If you want to refer to a git refspec that has characters that
are not allowed by CVS, you have two options. First, it may just
work to supply the git refspec directly to the appropriate CVS -r
argument; some CVS clients don't seem to do much sanity checking
of the argument. Second, if that fails, you can use a special
character escape mechanism that only uses characters that are
valid in CVS tags. A sequence of 4 or 5 characters of the form
(underscore ("_"
), dash ("-"
), one or two characters, and dash
("-"
)) can encode various characters based on the one or two
letters: "s"
for slash ("/"
), "p"
for period ("."
), "u"
for
underscore ("_"
), or two hexadecimal digits for any byte value at
all (typically an ASCII number, or perhaps a part of a UTF-8
encoded character).
Legacy monitoring operations are not supported (edit, watch and
related). Exports and tagging (tags and branches) are not
supported at this stage.
CRLF Line Ending Conversions
By default the server leaves the -k
mode blank for all files,
which causes the CVS client to treat them as a text files,
subject to end-of-line conversion on some platforms.

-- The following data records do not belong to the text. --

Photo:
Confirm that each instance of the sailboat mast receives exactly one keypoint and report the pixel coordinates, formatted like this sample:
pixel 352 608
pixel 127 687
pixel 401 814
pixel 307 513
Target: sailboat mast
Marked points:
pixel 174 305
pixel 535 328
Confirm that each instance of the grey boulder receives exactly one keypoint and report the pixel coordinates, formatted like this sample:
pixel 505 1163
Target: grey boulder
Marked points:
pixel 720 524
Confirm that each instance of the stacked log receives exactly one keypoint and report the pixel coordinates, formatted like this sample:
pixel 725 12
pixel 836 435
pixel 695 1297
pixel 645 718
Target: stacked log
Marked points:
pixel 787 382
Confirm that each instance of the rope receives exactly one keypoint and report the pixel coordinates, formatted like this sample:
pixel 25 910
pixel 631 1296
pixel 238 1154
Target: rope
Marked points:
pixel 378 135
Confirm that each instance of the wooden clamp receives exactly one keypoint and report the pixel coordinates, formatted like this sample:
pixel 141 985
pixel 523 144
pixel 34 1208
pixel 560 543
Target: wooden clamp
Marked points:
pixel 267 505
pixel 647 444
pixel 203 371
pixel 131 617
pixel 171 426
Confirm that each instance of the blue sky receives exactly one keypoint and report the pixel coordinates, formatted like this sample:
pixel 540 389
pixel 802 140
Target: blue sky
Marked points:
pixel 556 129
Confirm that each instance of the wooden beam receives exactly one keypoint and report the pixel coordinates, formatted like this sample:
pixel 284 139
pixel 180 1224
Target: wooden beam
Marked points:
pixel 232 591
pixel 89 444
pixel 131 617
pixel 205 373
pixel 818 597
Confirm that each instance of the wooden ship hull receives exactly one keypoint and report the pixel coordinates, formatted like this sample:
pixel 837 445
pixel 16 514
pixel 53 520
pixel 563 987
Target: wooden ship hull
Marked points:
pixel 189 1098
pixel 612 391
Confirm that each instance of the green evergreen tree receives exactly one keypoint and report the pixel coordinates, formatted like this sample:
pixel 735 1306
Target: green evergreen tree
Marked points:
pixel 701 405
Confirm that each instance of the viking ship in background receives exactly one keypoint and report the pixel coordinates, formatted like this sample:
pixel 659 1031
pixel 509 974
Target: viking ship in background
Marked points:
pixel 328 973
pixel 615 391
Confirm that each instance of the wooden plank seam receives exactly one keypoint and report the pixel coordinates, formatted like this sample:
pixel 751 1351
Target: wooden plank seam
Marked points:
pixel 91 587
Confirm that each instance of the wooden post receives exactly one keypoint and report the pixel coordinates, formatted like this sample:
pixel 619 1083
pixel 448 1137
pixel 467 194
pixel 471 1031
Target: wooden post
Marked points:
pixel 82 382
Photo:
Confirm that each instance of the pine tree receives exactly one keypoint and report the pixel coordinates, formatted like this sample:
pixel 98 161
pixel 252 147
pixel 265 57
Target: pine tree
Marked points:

You can make the server use the end-of-line conversion attributes
to set the -k
modes for files by setting the gitcvs.usecrlfattr
config variable. See gitattributes(5) for more information about
end-of-line conversion.
Alternatively, if gitcvs.usecrlfattr
config is not enabled or the
attributes do not allow automatic detection for a filename, then
the server uses the gitcvs.allBinary
config for the default
setting. If gitcvs.allBinary
is set, then file not otherwise
specified will default to -kb mode. Otherwise the -k
mode is left
blank. But if gitcvs.allBinary
is set to "guess", then the
correct -k
mode will be guessed based on the contents of the
file.
For best consistency with cvs, it is probably best to override
the defaults by setting gitcvs.usecrlfattr
to true, and
gitcvs.allBinary
to "guess".
DEPENDENCIES
git-cvsserver depends on DBD::SQLite.